Apricot trees are grown for their delicious fruit and beautiful spring blooms. The delicate nature of the blooms with relation to their low cold tolerance often means tree growers do not see crops annually. Some trees only produce fruit every third to fifth year because of the climate they are in. Fertilizer will not help with this problem but can help once you know your tree has set fruit.
Description of Apricot Trees
The apricot tree is a deciduous tree that is easy to grow. Its fruit, the apricot, is a stone-bearing fruit like peaches and plums. Apricot trees have a quick rate of growth and live an average of 20 to 30 years. They are self-pollinating which means they do not need another tree nearby to pollinate the flowers.

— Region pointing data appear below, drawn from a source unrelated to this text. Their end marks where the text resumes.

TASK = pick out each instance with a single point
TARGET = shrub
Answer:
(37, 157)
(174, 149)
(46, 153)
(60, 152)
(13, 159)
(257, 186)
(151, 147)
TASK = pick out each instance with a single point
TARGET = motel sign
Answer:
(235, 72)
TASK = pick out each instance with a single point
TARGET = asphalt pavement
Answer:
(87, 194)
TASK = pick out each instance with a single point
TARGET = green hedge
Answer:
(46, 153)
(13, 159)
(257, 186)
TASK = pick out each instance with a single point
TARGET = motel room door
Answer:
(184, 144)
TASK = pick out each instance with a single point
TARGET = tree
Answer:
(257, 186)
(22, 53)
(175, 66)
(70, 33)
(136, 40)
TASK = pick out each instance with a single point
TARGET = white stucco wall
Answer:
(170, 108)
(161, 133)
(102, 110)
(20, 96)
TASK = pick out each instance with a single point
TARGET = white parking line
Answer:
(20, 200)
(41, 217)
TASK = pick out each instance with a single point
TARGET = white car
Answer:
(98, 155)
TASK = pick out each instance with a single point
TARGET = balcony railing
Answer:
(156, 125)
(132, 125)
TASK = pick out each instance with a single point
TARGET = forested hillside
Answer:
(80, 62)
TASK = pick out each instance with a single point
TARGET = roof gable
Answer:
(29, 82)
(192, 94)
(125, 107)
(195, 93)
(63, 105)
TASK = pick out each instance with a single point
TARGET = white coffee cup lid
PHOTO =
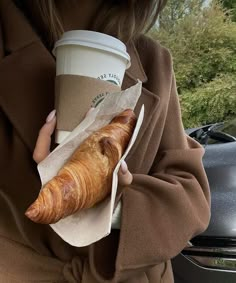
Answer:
(94, 40)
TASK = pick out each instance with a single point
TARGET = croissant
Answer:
(86, 178)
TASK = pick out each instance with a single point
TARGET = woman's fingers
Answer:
(42, 148)
(124, 176)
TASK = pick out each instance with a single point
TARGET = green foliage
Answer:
(230, 5)
(203, 45)
(210, 103)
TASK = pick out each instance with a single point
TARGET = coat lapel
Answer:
(27, 76)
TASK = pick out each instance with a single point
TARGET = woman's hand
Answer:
(42, 148)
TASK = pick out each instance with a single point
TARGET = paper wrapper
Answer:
(90, 225)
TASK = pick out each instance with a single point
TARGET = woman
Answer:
(164, 193)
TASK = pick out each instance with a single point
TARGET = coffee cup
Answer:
(89, 65)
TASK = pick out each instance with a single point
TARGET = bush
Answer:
(213, 102)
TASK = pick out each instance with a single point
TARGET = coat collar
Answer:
(28, 72)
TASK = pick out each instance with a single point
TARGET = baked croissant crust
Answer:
(86, 178)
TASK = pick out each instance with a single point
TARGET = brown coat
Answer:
(166, 205)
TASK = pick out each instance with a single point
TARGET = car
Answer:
(211, 256)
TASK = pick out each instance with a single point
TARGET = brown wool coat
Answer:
(166, 205)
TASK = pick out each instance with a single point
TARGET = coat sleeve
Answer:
(161, 211)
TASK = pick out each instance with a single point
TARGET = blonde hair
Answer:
(124, 19)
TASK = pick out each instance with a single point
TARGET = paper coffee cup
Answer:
(89, 65)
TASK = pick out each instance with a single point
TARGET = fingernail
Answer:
(90, 110)
(124, 167)
(51, 115)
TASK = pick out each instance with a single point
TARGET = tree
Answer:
(230, 5)
(203, 45)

The flowers and buds are highly susceptible to cold and frost damage.
Fertilizer When Planting
When planting the apricot tree, the first thing to consider is the pH of the soil. The pH should be between 6.0 and 6.5. A soil test can reveal your pH. A starter fertilizer mixed with water or some bone meal can be added to the planting hole. Regular fertilizer should not be added at this time as it is too strong for the young apricot tree.
Fertilizing First Year Trees
After planting, wait 3 weeks or until rains have caused the soil to settle fully around the tree. Use a general purpose fertilizer 10-10-10. Spread ½ pound around the apricot tree about 18 to 24 inches away from the trunk. Too much fertilizer or fertilizer applied too close to the tree can cause fertilizer burn.

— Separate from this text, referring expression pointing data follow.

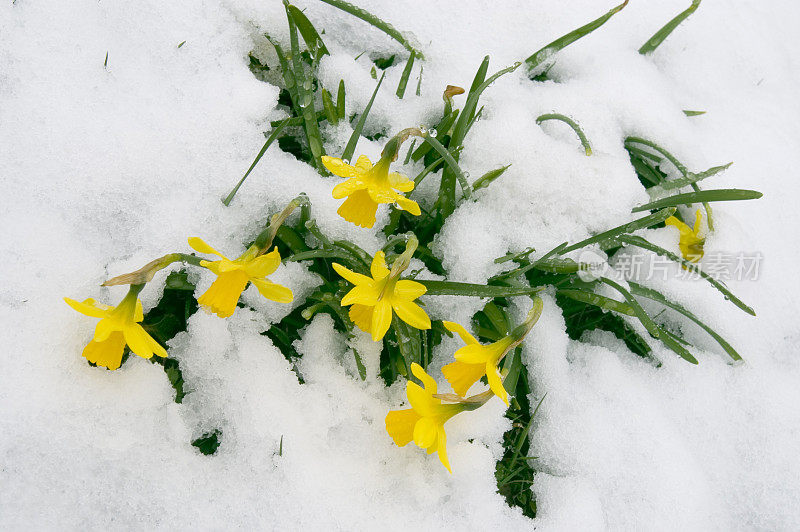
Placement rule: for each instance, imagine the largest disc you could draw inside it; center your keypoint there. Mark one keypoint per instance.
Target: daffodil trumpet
(118, 327)
(375, 298)
(475, 360)
(692, 239)
(423, 423)
(368, 185)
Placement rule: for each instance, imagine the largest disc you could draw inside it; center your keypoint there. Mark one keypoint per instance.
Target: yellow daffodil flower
(374, 298)
(118, 327)
(424, 421)
(233, 276)
(475, 360)
(368, 186)
(691, 243)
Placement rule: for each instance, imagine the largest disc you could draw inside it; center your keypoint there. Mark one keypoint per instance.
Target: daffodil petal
(407, 205)
(264, 265)
(698, 222)
(421, 399)
(412, 314)
(359, 209)
(400, 182)
(137, 340)
(273, 291)
(462, 376)
(381, 319)
(223, 294)
(425, 432)
(89, 307)
(496, 383)
(441, 448)
(408, 290)
(199, 245)
(363, 294)
(428, 381)
(105, 327)
(378, 268)
(338, 167)
(400, 425)
(473, 354)
(361, 316)
(363, 163)
(350, 186)
(459, 329)
(107, 353)
(351, 276)
(381, 195)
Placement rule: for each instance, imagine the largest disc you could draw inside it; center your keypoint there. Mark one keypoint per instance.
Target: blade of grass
(603, 302)
(274, 135)
(659, 36)
(629, 227)
(647, 321)
(310, 35)
(703, 196)
(571, 123)
(452, 288)
(654, 295)
(369, 18)
(401, 87)
(306, 98)
(644, 244)
(691, 178)
(486, 179)
(351, 144)
(565, 40)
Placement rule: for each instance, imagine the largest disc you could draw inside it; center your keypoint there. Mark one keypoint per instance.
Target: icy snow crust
(103, 170)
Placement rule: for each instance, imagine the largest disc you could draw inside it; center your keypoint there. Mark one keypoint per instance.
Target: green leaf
(368, 17)
(571, 123)
(629, 227)
(654, 295)
(652, 328)
(486, 179)
(274, 135)
(330, 109)
(703, 196)
(351, 144)
(565, 40)
(305, 103)
(659, 36)
(644, 244)
(688, 180)
(401, 87)
(309, 33)
(452, 288)
(605, 303)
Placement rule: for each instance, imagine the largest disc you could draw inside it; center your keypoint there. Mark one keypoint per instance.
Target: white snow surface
(103, 169)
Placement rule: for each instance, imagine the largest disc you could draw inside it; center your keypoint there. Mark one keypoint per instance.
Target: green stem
(571, 123)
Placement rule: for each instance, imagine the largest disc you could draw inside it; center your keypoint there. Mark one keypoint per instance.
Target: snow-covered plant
(377, 293)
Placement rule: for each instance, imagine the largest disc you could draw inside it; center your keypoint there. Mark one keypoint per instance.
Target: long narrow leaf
(629, 227)
(653, 295)
(451, 288)
(274, 135)
(565, 40)
(368, 17)
(703, 196)
(659, 36)
(350, 149)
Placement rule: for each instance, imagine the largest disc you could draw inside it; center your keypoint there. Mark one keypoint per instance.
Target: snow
(104, 169)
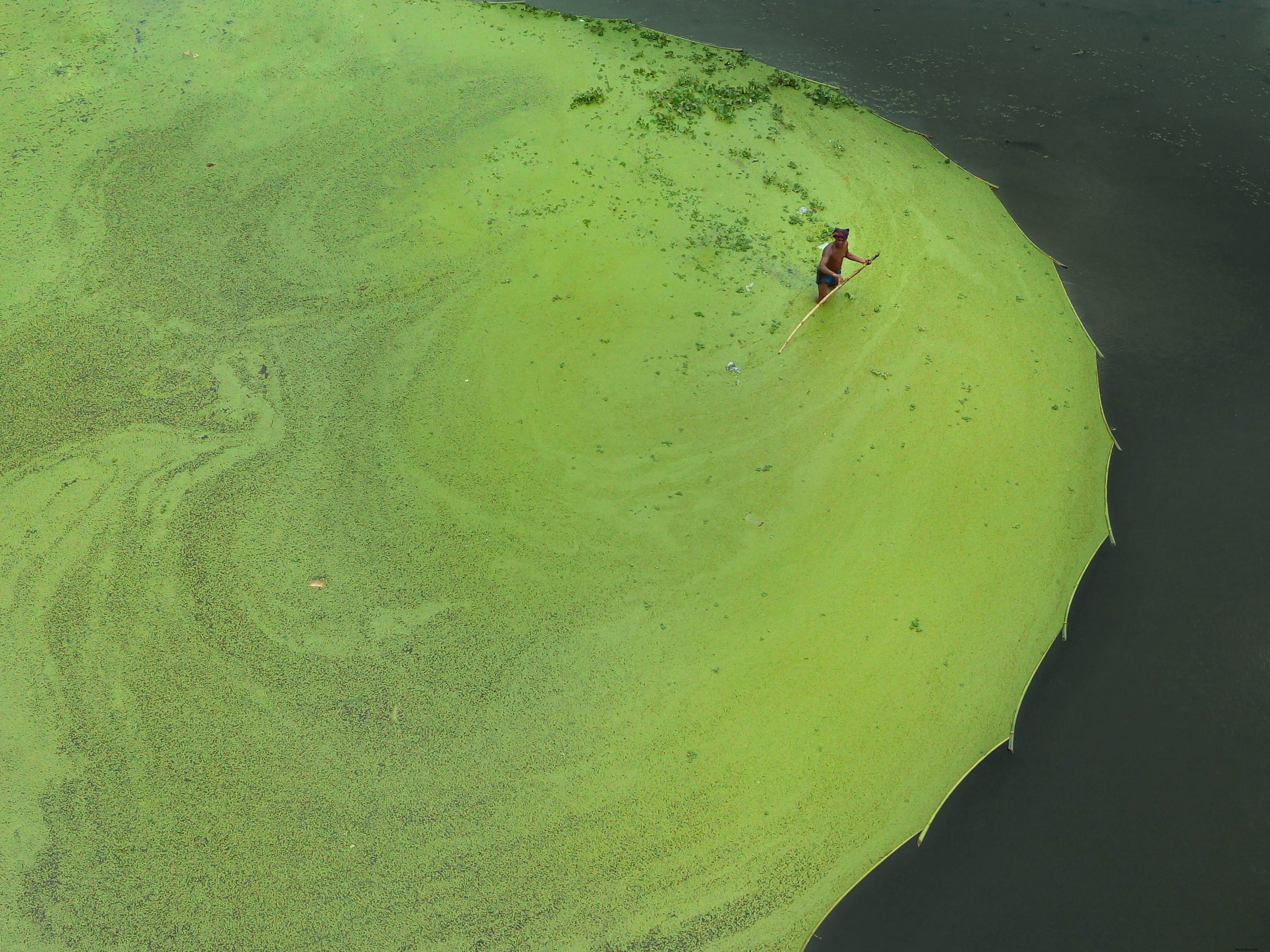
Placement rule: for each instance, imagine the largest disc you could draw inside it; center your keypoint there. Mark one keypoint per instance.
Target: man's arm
(859, 261)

Fertilizing in Subsequent Years
Measure the diameter of the trunk one foot above ground level. For every inch of diameter, use one pound of 10-10-10 fertilizer. Apply at a distance of 18 to 24 inches from the trunk. Alternately, you may wish to spread a 6 inch band of calcium nitrate at a rate of 2/3 pound per inch of trunk diameter within the drip line of the trees branches and broadcast ½ pound per inch of trunk diameter a mix of sulfate of potash-magnesia (sul-po-mag). Apply ½ the dose in April and the other half in May.
The above recommendations should be followed if the tree is setting fruit. If the tree is not setting fruit, do not add fertilizer. The lack of fruit is not necessarily a sign of low soil nutrients but could be the result of a spring frost that damaged the flowers or young fruit. Wait until the following spring to see if the tree bears fruit. If it does not, a soil test may help determine if the problem is nutritional.